Magrum v. Dee Dee's A Tavern, Inc.

Crew III, J.

Appeal from an order of the Supreme Court (Malone, Jr., J.), entered February 13, 2004 in Albany County, which, inter alia, denied defendants’ motions for summary judgment dismissing the complaint.

In December 1997, defendant Dee Dee’s A Tavern, Inc. (hereinafter the Tavern) hired defendant James Burton to entertain its patrons with karaoke performances on Sunday evenings. For such performances, which Burton had been offering at the Tavern for at least two or three years prior to this time, Burton provided his own sound equipment, including two 35-pound speakers. Burton mounted one of the speakers on a tripod and placed the other on top of an electronic dart game located near where patrons typically danced on Sunday evenings. Shortly after Burton finished his performance on the night in question, *826and while plaintiff was dancing with another patron, the speaker sitting atop the dart game fell, struck plaintiff on the head and rendered her unconscious.

Plaintiff thereafter commenced this negligence action against the Tavern and Burton. Following joinder of issue and discovery, defendants separately moved for summary judgment dismissing the complaint and the respective cross claims asserted against them. Plaintiff opposed such motions and cross-moved for an extension of the discovery deadline. In a thorough and well-reasoned decision, Supreme Court denied defendants’ respective motions and granted plaintiff’s cross motion—the latter with the proviso that her failure to complete discovery within the time allotted by the court would result in dismissal of her complaint. This appeal by defendants ensued.

We affirm. Supreme Court found, and the record as a whole supports the conclusion, that Burton was an independent contractor. And, to be sure, “ ‘as a general rule, a party who engages an independent contractor is not liable for the independent contractor’s negligence because that party has no right to supervise or control the work being performed’ ” (Harjes v Parisio, 1 AD3d 680, 680 [2003], lv denied 1 NY3d 508 [2004], quoting Richardson v Simone, 275 AD2d 576, 576 [2000]). Nonetheless, as Supreme Court aptly observed, certain exceptions to this general rule exist, including, insofar as is relevant to the instant appeal, where the owner is on notice of a dangerous condition negligently created by the independent contractor and has a reasonable amount of time in which to remedy such condition but fails to do so (see e.g. Toscarelli v Purdy, 217 AD2d 815, 816-817 [1995]; Del Signore v Pyramid Sec.
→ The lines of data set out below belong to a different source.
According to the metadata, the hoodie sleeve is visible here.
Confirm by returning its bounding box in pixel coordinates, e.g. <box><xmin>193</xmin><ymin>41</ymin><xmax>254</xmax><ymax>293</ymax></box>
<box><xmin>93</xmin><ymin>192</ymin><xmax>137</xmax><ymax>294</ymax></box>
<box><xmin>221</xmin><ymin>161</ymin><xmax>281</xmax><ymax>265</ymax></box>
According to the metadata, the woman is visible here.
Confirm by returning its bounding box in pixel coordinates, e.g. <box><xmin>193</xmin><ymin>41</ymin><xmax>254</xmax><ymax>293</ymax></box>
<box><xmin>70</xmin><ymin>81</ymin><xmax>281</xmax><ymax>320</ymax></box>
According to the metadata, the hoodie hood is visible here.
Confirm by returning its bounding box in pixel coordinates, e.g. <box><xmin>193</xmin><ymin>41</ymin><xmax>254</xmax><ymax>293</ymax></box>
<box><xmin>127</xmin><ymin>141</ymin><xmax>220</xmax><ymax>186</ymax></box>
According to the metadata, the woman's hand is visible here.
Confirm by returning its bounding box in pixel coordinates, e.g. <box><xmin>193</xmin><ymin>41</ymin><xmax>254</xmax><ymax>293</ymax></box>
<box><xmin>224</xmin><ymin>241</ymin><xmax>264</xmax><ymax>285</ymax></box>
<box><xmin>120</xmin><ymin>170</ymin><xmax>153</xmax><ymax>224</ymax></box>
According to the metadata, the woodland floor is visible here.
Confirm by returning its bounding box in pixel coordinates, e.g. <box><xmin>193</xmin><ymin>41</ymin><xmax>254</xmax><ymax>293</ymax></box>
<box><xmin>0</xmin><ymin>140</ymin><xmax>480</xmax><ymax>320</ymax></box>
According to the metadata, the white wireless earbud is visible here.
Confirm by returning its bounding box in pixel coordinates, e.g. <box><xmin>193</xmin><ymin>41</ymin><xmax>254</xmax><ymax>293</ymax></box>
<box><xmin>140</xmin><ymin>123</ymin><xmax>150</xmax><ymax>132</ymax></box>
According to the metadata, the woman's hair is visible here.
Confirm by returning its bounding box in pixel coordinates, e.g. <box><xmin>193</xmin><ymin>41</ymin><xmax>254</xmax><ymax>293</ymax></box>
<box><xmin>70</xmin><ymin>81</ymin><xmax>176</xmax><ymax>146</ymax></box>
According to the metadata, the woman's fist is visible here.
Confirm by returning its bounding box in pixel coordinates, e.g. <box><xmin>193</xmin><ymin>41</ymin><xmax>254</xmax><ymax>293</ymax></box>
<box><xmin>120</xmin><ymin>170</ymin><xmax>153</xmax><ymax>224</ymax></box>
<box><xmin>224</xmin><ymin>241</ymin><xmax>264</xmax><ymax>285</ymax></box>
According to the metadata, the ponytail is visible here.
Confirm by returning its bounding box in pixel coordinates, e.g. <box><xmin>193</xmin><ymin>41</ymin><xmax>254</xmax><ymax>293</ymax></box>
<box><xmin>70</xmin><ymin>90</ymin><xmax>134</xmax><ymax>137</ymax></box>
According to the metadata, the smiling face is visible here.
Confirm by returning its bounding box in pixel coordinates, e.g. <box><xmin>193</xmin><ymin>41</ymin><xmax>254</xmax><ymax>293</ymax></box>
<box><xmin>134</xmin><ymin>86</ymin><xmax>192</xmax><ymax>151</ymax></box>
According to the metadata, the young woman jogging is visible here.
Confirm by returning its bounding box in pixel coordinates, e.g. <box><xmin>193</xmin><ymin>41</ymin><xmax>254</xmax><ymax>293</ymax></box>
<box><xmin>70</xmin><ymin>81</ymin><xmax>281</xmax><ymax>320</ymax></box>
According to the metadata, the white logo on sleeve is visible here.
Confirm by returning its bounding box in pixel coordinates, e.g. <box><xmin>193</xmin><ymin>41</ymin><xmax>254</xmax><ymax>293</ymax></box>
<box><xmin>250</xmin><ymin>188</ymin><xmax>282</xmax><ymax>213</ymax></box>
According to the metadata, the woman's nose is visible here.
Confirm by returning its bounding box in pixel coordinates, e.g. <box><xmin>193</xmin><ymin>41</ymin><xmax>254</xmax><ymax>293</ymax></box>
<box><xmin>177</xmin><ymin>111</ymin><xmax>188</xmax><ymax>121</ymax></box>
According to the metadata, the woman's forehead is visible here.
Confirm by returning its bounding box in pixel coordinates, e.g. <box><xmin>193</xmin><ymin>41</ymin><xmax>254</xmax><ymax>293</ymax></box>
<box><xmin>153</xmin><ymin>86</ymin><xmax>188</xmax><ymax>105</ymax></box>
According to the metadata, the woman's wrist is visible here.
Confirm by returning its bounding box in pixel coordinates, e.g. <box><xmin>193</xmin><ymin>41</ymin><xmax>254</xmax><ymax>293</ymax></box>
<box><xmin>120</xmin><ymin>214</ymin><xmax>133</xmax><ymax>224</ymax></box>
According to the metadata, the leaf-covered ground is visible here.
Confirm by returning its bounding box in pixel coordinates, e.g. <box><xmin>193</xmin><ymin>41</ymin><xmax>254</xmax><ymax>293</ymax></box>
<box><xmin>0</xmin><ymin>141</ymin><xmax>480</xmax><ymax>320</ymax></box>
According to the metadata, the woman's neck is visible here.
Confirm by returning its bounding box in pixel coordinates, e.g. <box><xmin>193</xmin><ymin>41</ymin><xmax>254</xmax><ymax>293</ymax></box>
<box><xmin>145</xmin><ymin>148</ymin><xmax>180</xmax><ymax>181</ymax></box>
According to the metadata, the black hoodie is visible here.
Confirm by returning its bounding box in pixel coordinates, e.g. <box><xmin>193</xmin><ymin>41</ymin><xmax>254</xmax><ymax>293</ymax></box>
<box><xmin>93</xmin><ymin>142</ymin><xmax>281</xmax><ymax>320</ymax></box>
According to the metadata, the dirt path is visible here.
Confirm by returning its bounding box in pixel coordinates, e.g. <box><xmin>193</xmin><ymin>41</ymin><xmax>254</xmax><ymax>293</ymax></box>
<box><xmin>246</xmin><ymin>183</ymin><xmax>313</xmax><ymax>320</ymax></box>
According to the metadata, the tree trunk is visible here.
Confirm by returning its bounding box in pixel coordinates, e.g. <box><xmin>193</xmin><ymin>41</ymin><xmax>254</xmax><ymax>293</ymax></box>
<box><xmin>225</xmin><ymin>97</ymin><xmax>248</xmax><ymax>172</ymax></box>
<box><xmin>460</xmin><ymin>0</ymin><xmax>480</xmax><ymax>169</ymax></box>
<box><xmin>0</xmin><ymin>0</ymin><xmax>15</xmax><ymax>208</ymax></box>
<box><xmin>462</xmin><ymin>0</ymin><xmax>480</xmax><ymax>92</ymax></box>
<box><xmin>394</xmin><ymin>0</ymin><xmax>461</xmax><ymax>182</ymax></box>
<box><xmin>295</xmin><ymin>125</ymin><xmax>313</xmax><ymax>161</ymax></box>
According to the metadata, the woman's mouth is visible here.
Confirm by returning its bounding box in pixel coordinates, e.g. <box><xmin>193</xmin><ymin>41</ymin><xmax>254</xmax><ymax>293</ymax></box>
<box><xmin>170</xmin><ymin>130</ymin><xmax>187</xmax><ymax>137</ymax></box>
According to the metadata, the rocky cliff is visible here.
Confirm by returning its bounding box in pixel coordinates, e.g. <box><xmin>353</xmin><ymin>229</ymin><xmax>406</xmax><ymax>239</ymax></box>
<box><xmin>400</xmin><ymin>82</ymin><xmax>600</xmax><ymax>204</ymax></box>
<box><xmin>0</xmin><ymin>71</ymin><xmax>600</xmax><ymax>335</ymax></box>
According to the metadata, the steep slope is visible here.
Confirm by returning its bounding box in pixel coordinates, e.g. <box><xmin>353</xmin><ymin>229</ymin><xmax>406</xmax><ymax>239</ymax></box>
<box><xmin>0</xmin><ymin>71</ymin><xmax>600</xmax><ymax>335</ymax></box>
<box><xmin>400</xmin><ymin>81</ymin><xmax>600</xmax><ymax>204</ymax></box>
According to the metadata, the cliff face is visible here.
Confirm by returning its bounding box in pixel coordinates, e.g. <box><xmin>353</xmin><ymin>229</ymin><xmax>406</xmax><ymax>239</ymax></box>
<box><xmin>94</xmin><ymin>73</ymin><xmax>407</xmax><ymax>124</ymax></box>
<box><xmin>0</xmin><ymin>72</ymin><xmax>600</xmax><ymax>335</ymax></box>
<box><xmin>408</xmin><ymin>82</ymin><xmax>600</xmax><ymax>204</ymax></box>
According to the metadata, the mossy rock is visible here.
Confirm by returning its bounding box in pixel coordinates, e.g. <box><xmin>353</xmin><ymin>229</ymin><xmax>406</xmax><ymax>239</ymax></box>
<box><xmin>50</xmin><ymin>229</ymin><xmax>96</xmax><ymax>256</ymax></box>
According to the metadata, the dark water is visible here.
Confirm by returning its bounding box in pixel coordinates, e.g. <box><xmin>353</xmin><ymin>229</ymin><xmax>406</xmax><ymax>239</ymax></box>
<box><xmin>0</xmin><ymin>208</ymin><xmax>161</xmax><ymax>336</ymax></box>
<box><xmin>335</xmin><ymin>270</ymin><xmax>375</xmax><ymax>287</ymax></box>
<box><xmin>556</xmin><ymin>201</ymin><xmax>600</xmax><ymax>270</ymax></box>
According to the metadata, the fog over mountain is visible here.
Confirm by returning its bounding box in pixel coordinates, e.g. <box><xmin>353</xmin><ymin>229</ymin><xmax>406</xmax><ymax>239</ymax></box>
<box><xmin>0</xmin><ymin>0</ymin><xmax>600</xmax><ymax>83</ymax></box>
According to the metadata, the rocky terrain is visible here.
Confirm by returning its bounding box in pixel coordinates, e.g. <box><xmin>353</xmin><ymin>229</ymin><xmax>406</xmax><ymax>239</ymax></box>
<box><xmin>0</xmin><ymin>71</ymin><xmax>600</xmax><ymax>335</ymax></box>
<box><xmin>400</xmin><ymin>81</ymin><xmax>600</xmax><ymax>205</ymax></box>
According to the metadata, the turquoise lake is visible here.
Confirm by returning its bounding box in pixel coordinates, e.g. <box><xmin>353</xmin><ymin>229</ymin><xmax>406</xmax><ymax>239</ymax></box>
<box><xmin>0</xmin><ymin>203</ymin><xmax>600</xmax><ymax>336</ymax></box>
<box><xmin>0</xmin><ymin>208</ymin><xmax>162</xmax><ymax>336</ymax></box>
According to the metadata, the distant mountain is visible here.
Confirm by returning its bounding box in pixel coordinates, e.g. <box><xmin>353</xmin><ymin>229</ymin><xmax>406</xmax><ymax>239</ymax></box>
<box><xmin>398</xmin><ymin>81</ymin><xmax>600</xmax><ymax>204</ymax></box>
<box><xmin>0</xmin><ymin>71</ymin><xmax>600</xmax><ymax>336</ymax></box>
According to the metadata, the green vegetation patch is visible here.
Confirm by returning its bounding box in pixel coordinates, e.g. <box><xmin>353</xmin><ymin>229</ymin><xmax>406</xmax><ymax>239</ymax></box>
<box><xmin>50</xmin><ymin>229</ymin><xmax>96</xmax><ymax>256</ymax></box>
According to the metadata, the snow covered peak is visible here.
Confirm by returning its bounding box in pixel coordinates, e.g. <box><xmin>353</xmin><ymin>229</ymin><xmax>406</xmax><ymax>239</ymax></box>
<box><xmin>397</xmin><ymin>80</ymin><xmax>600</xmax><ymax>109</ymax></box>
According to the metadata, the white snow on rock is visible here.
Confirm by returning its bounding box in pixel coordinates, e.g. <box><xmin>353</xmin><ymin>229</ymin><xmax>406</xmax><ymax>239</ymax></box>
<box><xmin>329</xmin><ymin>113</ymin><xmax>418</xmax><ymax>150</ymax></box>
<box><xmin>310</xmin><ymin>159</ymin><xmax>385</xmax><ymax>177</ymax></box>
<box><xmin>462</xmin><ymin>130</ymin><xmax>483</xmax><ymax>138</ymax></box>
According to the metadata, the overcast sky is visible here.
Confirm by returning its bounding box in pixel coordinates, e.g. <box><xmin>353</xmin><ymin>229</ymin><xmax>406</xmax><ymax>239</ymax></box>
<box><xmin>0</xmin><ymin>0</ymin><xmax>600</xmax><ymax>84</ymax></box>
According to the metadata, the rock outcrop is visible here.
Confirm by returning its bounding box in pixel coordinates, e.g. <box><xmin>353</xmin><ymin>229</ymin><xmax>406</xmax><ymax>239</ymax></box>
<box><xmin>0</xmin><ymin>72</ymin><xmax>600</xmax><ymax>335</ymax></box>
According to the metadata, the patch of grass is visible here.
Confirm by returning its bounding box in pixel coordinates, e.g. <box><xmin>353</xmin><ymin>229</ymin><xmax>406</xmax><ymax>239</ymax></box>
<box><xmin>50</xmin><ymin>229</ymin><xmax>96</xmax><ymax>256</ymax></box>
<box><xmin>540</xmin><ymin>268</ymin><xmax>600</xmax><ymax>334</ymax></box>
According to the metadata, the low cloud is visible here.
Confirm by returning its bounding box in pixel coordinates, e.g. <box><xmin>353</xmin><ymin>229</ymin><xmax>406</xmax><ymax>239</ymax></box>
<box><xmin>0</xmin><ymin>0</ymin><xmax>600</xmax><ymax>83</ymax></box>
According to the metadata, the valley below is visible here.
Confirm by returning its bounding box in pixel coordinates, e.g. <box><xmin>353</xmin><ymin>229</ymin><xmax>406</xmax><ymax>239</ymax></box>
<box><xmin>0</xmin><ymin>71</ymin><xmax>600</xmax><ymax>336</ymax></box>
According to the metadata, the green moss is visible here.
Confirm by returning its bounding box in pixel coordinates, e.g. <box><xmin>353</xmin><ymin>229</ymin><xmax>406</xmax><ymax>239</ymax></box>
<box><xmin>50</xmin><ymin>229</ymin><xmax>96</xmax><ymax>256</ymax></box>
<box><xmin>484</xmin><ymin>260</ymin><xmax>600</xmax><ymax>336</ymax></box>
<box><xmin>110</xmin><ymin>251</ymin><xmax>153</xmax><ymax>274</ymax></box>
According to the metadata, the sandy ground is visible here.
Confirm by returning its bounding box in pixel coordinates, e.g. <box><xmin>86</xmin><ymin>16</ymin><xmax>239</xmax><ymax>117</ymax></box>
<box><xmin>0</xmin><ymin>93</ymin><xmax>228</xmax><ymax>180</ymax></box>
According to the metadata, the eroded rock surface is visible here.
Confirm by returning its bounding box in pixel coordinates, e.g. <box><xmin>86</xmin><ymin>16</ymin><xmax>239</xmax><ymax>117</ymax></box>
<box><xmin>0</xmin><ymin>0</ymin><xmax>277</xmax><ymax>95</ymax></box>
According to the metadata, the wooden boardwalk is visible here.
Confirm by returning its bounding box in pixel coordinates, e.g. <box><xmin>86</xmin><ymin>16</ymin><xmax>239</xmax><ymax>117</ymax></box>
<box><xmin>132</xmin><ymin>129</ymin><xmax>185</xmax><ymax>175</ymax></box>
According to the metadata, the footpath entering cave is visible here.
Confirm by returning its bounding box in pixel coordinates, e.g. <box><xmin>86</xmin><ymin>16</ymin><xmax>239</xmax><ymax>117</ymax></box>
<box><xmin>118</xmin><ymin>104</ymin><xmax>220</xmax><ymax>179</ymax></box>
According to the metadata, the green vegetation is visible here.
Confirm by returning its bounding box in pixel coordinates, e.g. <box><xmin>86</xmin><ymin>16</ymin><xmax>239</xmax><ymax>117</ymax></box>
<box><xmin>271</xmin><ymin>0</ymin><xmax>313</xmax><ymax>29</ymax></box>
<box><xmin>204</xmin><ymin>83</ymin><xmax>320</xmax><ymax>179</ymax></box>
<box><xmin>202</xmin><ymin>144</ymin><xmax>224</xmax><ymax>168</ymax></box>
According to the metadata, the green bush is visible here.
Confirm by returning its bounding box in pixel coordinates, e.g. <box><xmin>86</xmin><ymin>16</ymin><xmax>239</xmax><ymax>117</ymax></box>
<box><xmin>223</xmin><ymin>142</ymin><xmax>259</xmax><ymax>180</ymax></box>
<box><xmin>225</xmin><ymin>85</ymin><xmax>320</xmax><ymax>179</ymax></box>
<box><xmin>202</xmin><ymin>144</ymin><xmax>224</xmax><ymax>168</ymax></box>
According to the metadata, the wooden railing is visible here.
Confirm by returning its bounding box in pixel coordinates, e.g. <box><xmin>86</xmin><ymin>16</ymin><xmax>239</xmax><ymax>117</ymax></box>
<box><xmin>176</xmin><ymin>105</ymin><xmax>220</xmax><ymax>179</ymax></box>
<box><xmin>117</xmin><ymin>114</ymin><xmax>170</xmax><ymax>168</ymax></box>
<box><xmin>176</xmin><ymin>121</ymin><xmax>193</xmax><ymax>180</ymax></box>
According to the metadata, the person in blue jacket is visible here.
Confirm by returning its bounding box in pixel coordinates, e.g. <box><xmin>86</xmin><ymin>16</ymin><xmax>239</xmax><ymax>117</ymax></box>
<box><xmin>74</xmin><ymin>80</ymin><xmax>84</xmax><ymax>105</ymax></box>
Servs., 147 AD2d 759, 760 [1989]).

Here, there is ample evidence in the record that Burton’s placement of the speaker atop the electronic dart game may well have created a hazardous condition. There is no dispute that the speaker in question, weighing approximately 35 pounds and positioned well above the heads of the Tavern’s patrons, was completely unsecured, i.e., there was nothing, including the composition of its surface, to keep it from sliding off the top of the dart game. Additionally, as noted previously, the dart game was located in the general area where patrons would dance, and there was testimony that patrons playing the dart game would punch, kick or knock into the machine during the course of play. It is equally apparent from the record that the Tavern’s owner was well aware of the placement of the speaker atop the dart game and the fact that it was not secured in any fashion. Indeed, the owner testified that Burton had positioned the *827speaker in this manner for “several years” prior to the incident involving plaintiff. Thus, regardless of whether the speaker was flush against the top of the dart game, as depicted in the photograph contained in the record on appeal, or positioned “kitty corner,” as one of the Tavern’s patrons testified was Burton’s customary practice, the record is more than sufficient to raise a question of fact as to whether Burton created a dangerous condition in the placement of the unsecured speaker and, further, whether the Tavern allowed such condition to persist despite ample opportunity to remedy it. Although the lack of an eyewitness to the accident and plaintiff’s apparent lack of memory of the incident may well pose a problem with regard to causation, plaintiff nevertheless has adduced sufficient circumstantial evidence to survive defendants’ motions for summary judgment dismissing the complaint. Defendants’ remaining contentions, including their assertion that Supreme Court abused it discretion in granting plaintiff additional time to complete discovery, have been examined and found to be lacking in merit.

Cardona, P.J., Mercure, Spain and Carpinello, JJ., concur. Ordered that the order is affirmed, with costs.